The lawsuit — filed June 30 in V.I. District Court by EHI, a subsidiary of CBI Acquisitions — asks the court to declare that the Interior Department has no legal claim to the property after it rejected CBI and EHI’s offer to transfer title to the resort’s buildings and other improvements to the U.S. government for $70 million in 2019.
The U.S. Attorney’s Office subsequently filed a motion in September asking the court to dismiss the suit because it does not include CBI, “a necessary and indispensable party” with a legal interest in the property.
In a 17-page response on Tuesday EHI’s attorney, Chad Messier of Dudley Newman Feurzeig, said CBI is not a necessary party but if the court finds that it is, it could order that CBI join the suit, rather than dismiss the case.
The lawsuit is the latest in a legal battle over the future of the once-tony resort that has been shuttered since it was badly damaged in the twin Category 5 hurricanes of September 2017.
Laurance S. Rockefeller in 1956 donated the land that today makes up Virgin Islands National Park but held back roughly 150 acres for Caneel Bay Resort. In 1983, Jackson Hole Preserve, a Rockefeller entity, donated the land to the park. However, it came with a Retained Use Estate agreement that gave the Preserve free use of the property and its facilities for 40 years.
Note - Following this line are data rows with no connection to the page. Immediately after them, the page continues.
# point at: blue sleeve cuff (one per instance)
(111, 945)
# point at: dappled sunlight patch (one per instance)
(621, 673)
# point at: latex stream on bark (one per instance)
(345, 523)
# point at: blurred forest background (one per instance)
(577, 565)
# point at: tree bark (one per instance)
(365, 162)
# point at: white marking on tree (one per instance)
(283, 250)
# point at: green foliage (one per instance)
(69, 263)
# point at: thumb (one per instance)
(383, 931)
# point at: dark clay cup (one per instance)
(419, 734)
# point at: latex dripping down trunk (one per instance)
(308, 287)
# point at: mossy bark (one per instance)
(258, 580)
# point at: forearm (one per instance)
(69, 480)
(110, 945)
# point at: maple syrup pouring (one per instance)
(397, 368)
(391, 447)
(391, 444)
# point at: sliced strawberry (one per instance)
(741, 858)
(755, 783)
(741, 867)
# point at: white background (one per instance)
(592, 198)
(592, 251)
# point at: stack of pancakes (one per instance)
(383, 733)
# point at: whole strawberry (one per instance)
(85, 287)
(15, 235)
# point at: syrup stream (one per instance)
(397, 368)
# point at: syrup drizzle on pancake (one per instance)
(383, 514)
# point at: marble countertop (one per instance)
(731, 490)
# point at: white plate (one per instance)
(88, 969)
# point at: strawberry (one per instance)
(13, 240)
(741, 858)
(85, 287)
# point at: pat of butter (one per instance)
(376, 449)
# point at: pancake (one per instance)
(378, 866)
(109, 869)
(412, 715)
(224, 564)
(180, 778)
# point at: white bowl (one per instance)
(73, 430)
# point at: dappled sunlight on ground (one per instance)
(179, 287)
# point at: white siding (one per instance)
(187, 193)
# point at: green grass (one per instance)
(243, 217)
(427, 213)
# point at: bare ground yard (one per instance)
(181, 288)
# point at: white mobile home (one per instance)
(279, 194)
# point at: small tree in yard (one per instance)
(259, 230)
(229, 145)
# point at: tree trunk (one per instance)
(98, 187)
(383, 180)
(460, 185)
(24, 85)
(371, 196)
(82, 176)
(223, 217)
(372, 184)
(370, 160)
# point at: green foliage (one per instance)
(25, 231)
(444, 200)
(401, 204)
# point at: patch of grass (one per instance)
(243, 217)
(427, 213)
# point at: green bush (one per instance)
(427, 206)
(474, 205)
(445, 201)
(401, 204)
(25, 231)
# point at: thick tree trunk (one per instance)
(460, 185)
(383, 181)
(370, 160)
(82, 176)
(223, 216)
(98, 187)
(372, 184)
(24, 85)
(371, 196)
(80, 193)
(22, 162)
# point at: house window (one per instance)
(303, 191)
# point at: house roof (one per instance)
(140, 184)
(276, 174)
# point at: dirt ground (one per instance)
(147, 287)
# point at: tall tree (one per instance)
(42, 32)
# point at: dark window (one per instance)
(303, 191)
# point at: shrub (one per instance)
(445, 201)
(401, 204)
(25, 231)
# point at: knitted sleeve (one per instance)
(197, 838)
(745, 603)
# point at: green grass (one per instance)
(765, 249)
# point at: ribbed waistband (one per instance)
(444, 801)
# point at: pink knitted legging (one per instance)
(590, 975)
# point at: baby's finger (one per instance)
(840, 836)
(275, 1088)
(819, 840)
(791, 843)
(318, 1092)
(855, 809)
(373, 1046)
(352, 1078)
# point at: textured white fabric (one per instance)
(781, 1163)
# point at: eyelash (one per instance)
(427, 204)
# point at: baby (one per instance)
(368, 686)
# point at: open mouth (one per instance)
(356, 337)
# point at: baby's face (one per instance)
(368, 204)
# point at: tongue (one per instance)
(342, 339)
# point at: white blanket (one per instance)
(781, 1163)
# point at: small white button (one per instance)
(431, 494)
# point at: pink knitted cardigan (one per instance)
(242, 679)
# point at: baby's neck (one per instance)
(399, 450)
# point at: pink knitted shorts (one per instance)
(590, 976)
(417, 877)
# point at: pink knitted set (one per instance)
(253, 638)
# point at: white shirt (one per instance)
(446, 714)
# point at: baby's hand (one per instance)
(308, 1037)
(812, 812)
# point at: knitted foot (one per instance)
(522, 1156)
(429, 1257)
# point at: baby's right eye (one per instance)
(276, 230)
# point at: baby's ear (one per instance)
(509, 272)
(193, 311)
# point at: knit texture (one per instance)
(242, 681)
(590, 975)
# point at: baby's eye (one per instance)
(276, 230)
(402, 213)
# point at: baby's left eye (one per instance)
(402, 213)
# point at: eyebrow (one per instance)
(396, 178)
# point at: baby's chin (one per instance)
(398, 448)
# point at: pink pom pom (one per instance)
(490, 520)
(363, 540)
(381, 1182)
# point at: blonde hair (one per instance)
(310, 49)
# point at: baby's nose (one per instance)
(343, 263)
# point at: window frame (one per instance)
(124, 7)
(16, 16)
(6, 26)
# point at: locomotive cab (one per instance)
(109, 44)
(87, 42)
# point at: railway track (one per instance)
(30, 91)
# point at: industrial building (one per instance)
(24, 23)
At the end of that four-decade period, September 2023, the RUE document dictated that the buildings and their improvements be donated to the Park Service.
While the Preserve initially held the RUE, it was passed down to other companies, and finally to CBI in 2004.
CBI principal Gary Engle has maintained that it would cost $100 million to restore the hurricane-damaged property and sought to extend the RUE for 60 years to recoup such an investment. When that effort failed, EHI and CBI offered to terminate the RUE and sell the resort to the government for $70 million on the condition that EHI and CBI be released from all environmental liabilities related to the RUE and Caneel Bay land and improvements.
Engle asserted that if the government rejected the offer to buy the property, then the title to the premises would revert automatically to EHI, per the RUE agreement. However, Interior Department Solicitor Daniel Jorjani rejected that claim, writing in a June 2019 response that the agreement did not authorize demands for payment, indemnification, or releases as a condition of the RUE termination.
EHI has maintained that resolving the ownership issue is essential to its ability to raise the funds necessary to quickly rebuild the resort. In a press release announcing the suit in June, Caneel Bay director of marketing Patrick Kidd said that EHI planned to create a charitable trust for the benefit of the people of St. John and the U.S. Virgin Islands and donate the resort property to the trust.
“Once EHI gets the resort reopened, lease payments from the Resort operator will provide funds to the trust for local schools, affordable and workforce housing, and environmental preservation. At the end of the lease term, the Resort will be owned and controlled by the trust for the benefit of the people of St. John and the Virgin Islands community,” the press release stated.
However, U.S. Attorney Delia Smith noted in her September motion to dismiss EHI’s suit seeking to quiet title to the land that “Plaintiff does not state how much insurance monies it received for the hurricane damage to the resort, nor why those monies could not be used to rebuild the resort.”
Additionally, “Plaintiff did not allege how it determined that the hurricane-damaged resort, which it stated would cost $100 million to rebuild, is valued at $70 million,” the motion stated.
Smith also said that although the offer to transfer title to the buildings and other improvements to the government was made by both EHI and CBI, “Plaintiff alleges that title reverted solely” to EHI.
The lawsuit’s failure to include CBI Acquisitions is grounds for dismissal, or for the court to order that the absent party be joined in the action, Smith stated in her motion.
However, in its response Tuesday, EHI asserts that “it is undisputed that CBI does not claim title to the land,” and that the RUE, the improvements, and the leasehold are property interests that are distinct and separate from title to the land. Tuesday’s filings also included a declaration by Engle that CBI claims no interest in title to the land.
Moreover, the motion claims that EHI, not CBI, is the owner of the RUE and that it owns all interests in the improvements, per an indenture filed with the territory’s Recorder of Deeds in 2003.
However, even if that were not the case, “title to the land can change hands without affecting interests in the Retained Use Estate, the Improvements, or the leasehold — much less would it extinguish those interests,” EHI’s motion states.
“As a result, the Court can accord complete relief in this action by quieting title to the land, without joining CBI and without affecting CBI’s interest,” according to the motion.
“The United States failed to meet its burden of proving that CBI is a necessary party. In addition, the United States failed to prove that if CBI were a necessary party, that it would not be feasible to join CBI as a party. The United States’s motion therefore fails as a matter of law and should be denied,” the motion states.